From humble beginnings as a Sydney cotton mill over 100 years ago, Bonds have grown to become the number one underwear brand in Australia. But are Bonds as concerned with the wellbeing of their workers, animals and the planet as they are with their public image? Should they be the first thing we put on in the morning and the last thing we take off? We take a look at what goes on behind the scenes to see if Bonds truly live up to their good reputation.
Environmental Impact: Very Poor
Bonds have achieved such a low score in this category purely because they don’t publish sufficient relevant information about their environmental policies. We believe that, as a shopper, you have the right to know how a brand’s production practices impact the environment.
Labour Conditions: Good
Bonds score much higher when it comes to their labour conditions, based on the 2017 Ethical Fashion Report which looks at criteria including payment of a living wage, transparency and worker empowerment. Bonds do a good job tracing their supply chain including final stage, inputs and raw materials, and they publicly list key suppliers along with their addresses and any subcontracting adheres to code standards. They also audit most of their traced facilities over a two-year period across the entire supply chain.
Finally, Bonds received a good score in relation to improving wages across their supply chain. These are solid achievements and Bonds should be commended for their overall treatment of their workers. However, Bonds miss out on the top score by having only minimal worker empowerment initiatives. For a company that lives by the motto “We don’t work for each other. We work with each other”, it just doesn’t make sense for them not to go that extra mile for their employees across the board.

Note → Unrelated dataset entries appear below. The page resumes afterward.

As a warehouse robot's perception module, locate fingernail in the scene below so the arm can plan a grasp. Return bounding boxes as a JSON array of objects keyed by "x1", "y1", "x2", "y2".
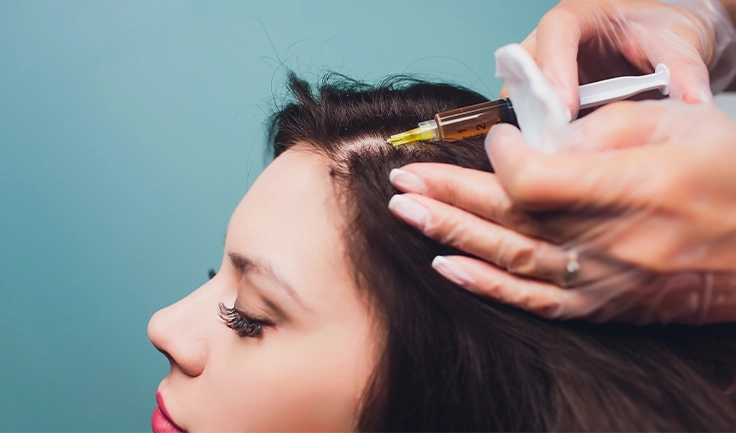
[
  {"x1": 698, "y1": 90, "x2": 713, "y2": 104},
  {"x1": 388, "y1": 194, "x2": 429, "y2": 231},
  {"x1": 388, "y1": 168, "x2": 428, "y2": 194},
  {"x1": 432, "y1": 256, "x2": 475, "y2": 287}
]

Animal welfare: It’s a Start
While Bonds do not use fur, leather, angora, or exotic animal hair or skin, they do use wool and mohair without specifying sources. This means that their wool may not come from non-mulesed sheep, and that is a problem! The cruel mohair industry is also something you don’t want to support as a conscious consumer. It is simply unnecessary for Bonds to include such materials in their products when, so many ethical, plant-based alternatives exist.